Bitcoin (BTC) prices fell 2.2% on September 11 following the release of the U.S. Consumer Price Index, but recovered to the $56,500 level within hours. This move was closely linked to the movement of the S&P 500 Index, which fell 1.6% on September 11 as U.S. Consumer Price Index growth hit its slowest level in over three years.
Bitcoin weathers CPI fluctuations, but traders doubt further gains are possible
Bitcoin traders are skeptical that the $58,000 resistance can be broken, given the increased demand for bearish positions using BTC futures contracts.
Bitcoin/USD (blue) vs. S&P 500 futures (magenta). Source: TradingView
Price movements over the past three days suggest that there is a high correlation between Bitcoin and the US stock market, at least in the short term. This scenario is common during important events such as macroeconomic data or expectations for upcoming US Federal Reserve decisions.
Investors had been hoping that the Sept. 11 inflation reading, which came in slightly below market consensus, would prompt the central bank to cut rates more aggressively. The U.S. core consumer price index (CPI) rose 2.5% year-on-year in August, but excluding food and gasoline, prices rose 3.2%.
From a trading perspective, the data lowered the likelihood of a 0.50% interest rate cut on September 18, leading to a negative initial reaction in the stock market. Opinions may be divided on how sustained inflation will affect Bitcoin prices, especially considering the cost of debt financing in the United States.
The Congressional Budget Office (CBO) projects that interest payments will exceed $1 trillion by 2025. Therefore, the longer the Fed keeps interest rates high, the more pressure there will be on government spending. In the long term, this inflationary trend could be positive for Bitcoin's price, despite Bitcoin's failure to break $58,000 on September 10.
However, pointing solely to macroeconomic data as a reason for Bitcoin's inability to maintain bullish momentum seems inconsistent, especially considering that Bitcoin last closed above $60,000 on Aug. 27. Some analysts point to outflows from spot Bitcoin exchange-traded funds (ETFs), while others point to continued regulatory uncertainty for exchanges, services and intermediaries.

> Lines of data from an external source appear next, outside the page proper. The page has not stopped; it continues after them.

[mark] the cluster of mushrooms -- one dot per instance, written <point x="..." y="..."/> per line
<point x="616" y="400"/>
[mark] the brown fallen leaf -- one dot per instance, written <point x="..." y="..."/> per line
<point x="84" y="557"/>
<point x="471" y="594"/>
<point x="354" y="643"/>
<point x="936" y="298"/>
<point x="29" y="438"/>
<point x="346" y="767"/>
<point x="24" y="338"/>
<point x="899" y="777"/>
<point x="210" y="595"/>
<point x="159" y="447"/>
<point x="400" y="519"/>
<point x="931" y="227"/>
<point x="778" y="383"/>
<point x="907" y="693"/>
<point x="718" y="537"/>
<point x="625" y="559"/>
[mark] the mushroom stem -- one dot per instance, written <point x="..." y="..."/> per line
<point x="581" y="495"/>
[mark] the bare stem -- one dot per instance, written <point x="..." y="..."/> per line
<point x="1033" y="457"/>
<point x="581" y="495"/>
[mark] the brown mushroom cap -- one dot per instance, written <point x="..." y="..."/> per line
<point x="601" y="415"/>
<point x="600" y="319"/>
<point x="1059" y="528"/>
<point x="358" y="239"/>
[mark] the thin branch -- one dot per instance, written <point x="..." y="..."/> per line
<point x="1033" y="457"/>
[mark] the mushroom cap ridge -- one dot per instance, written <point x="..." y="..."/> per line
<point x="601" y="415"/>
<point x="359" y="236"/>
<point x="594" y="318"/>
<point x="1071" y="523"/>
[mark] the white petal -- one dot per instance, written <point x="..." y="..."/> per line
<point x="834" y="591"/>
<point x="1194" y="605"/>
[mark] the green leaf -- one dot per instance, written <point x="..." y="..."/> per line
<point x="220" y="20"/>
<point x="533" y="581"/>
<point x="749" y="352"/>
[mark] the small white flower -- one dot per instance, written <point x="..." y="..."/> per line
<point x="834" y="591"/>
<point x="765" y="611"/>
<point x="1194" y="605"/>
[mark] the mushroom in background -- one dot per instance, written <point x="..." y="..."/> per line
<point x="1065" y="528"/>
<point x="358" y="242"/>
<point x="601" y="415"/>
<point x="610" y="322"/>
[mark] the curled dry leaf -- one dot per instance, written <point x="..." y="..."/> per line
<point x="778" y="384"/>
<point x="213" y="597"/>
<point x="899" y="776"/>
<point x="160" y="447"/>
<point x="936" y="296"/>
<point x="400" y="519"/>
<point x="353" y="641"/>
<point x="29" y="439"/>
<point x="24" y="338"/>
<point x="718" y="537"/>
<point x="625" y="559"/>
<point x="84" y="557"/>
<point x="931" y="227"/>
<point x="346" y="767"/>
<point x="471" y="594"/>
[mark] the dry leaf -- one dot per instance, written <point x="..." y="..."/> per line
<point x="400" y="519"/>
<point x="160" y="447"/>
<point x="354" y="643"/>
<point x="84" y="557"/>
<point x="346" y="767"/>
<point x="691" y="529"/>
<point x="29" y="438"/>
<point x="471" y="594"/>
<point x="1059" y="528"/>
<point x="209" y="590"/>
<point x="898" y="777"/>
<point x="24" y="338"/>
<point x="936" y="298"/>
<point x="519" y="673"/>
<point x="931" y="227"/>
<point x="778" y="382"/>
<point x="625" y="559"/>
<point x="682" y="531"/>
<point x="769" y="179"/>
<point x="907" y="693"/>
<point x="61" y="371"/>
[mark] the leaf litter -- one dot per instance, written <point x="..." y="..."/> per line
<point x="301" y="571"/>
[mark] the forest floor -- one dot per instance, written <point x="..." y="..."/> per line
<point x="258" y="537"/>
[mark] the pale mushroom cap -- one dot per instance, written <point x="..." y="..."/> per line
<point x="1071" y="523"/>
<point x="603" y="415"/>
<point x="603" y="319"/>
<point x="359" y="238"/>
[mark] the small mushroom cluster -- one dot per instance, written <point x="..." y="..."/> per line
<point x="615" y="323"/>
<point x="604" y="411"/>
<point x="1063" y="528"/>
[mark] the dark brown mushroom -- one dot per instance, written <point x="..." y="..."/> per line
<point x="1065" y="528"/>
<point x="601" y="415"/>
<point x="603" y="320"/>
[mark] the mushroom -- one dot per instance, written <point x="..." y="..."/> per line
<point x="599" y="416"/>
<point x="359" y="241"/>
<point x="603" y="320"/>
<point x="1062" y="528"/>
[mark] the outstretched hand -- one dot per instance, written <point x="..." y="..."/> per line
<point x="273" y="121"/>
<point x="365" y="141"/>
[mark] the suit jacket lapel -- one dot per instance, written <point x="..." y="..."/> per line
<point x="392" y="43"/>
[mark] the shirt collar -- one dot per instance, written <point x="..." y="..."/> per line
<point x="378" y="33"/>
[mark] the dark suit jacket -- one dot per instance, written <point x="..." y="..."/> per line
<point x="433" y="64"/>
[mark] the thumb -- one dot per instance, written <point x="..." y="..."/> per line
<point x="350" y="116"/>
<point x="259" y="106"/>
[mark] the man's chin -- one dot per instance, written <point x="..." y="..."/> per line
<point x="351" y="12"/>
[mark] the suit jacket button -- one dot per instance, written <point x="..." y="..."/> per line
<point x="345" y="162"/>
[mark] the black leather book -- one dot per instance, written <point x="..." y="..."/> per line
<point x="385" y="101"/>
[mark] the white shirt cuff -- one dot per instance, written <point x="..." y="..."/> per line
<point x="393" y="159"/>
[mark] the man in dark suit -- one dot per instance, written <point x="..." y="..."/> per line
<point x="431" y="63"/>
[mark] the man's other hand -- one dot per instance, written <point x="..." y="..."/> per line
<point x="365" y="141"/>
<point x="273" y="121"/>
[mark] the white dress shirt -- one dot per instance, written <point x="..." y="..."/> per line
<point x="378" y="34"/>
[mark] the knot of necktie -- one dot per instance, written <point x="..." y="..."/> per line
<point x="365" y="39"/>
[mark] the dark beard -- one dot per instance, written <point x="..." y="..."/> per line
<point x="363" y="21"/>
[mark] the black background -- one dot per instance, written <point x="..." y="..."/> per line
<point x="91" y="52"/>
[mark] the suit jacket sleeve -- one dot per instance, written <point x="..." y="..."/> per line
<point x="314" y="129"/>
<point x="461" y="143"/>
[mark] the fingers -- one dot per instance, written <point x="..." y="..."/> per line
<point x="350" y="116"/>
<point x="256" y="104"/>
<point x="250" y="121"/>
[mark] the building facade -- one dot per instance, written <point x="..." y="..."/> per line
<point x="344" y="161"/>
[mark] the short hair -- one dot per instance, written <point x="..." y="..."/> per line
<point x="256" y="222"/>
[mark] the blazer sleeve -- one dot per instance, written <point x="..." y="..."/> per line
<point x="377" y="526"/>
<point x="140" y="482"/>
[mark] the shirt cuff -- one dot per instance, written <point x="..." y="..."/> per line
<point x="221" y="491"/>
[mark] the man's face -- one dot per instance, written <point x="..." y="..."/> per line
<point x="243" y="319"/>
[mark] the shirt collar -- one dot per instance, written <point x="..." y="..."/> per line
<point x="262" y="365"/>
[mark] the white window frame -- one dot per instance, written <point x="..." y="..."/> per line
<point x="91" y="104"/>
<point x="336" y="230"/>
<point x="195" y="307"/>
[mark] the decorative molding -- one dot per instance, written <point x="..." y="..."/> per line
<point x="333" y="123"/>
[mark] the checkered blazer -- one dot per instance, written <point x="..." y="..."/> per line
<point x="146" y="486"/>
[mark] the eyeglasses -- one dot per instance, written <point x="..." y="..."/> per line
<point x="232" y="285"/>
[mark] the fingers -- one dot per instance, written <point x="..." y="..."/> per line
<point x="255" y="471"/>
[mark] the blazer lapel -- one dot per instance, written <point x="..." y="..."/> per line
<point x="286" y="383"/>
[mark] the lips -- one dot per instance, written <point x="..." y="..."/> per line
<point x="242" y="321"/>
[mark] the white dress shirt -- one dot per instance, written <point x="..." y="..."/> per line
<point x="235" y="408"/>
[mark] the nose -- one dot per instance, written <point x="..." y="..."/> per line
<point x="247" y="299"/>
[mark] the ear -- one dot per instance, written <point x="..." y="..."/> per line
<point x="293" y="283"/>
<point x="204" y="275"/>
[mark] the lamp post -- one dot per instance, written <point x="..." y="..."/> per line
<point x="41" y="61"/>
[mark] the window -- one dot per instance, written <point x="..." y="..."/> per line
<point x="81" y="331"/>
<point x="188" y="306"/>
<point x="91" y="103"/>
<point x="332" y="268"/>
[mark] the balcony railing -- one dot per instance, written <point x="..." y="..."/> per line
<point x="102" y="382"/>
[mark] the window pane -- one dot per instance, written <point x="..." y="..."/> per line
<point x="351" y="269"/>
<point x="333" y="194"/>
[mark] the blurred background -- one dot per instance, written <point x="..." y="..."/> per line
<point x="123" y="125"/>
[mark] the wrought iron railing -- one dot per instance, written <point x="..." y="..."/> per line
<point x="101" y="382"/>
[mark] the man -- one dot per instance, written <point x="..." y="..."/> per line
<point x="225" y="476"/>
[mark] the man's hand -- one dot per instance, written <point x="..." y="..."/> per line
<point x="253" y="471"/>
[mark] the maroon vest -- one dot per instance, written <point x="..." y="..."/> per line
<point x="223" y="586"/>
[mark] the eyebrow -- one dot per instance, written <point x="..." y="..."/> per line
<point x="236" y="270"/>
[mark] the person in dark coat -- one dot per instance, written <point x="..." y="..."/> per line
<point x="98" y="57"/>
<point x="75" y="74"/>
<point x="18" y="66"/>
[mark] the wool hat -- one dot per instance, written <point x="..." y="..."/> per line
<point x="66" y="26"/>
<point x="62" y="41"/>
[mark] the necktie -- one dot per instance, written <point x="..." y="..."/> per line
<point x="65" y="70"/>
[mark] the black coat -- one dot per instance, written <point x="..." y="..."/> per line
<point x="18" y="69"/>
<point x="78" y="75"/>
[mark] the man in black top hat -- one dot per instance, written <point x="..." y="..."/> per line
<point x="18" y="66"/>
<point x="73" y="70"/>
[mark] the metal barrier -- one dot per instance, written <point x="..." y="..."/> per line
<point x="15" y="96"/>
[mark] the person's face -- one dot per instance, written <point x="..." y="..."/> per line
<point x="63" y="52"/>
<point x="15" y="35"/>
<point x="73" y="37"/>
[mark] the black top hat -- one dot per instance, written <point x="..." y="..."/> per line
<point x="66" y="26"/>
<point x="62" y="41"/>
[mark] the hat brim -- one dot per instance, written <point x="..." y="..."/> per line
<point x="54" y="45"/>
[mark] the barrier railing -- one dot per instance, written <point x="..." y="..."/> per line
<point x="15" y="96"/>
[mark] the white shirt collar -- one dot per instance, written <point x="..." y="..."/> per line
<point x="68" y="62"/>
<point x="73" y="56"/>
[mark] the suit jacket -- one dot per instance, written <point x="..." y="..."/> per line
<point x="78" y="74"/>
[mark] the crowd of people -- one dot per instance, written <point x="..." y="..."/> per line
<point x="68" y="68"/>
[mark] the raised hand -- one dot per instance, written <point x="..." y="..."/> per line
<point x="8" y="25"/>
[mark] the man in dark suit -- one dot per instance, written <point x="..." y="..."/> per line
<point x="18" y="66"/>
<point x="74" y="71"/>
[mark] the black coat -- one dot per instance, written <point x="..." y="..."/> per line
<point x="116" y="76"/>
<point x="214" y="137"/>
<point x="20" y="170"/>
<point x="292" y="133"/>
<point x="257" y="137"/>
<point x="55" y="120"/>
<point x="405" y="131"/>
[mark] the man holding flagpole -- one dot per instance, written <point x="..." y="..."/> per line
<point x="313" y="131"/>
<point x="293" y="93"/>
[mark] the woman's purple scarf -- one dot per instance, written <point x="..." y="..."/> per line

Leveraged Bitcoin Long Demand is Weak, Showing Lack of Confidence
From a trading perspective, the demand for leverage with BTC futures contracts is an important indicator of investors' risk tolerance. When the market is optimistic, the funding rate of perpetual contracts is positive. Rates between 0.2% and 1.2% per month generally indicate neutral market conditions, while rates below this range are considered bearish.
Bitcoin futures 8-hour funding rate. Source: Laevitas
According to the data, Bitcoin's funding rate has been mostly negative since Sept. 7, when $311 million in leveraged long liquidations occurred in two days and BTC briefly dropped to $52,600. However, the cost of entering a bearish position using leverage remains below 0.6% per month, suggesting the bears also lack clear confidence.
Related: Net Bitcoin outflows reach $750 million, highest since May
To determine if this sentiment is limited to perpetual futures, it is helpful to look at the Bitcoin options market: negative skew indicates greater demand for call (buy) options compared to put (sell) options, with a neutral market typically seeing a delta skew of -6% to +6%.
Deribit 2-month Bitcoin options have a delta skew of 25%. Source: Laevitas
Bitcoin's 25% delta skew is currently at 4%, meaning put options are trading at a slight premium. More importantly, the indicator has remained relatively flat over the past week, indicating neutral sentiment, despite retesting the $53,000 support on September 7. Therefore, it would be wrong to conclude that traders are only turning bearish because perpetual contract funding rates have gone negative.
It is difficult to predict whether a lack of leveraged long demand will strengthen the $58,000 resistance in the short term, but a potential bullish move towards $60,000 will depend on the stock market's reaction to the recent Bitcoin price movements.
This article is for general informational purposes and is not intended to be, and should not be construed as, legal or investment advice. The views, thoughts and opinions expressed herein are the author's alone and do not necessarily reflect or represent the views and opinions of Cointelegraph.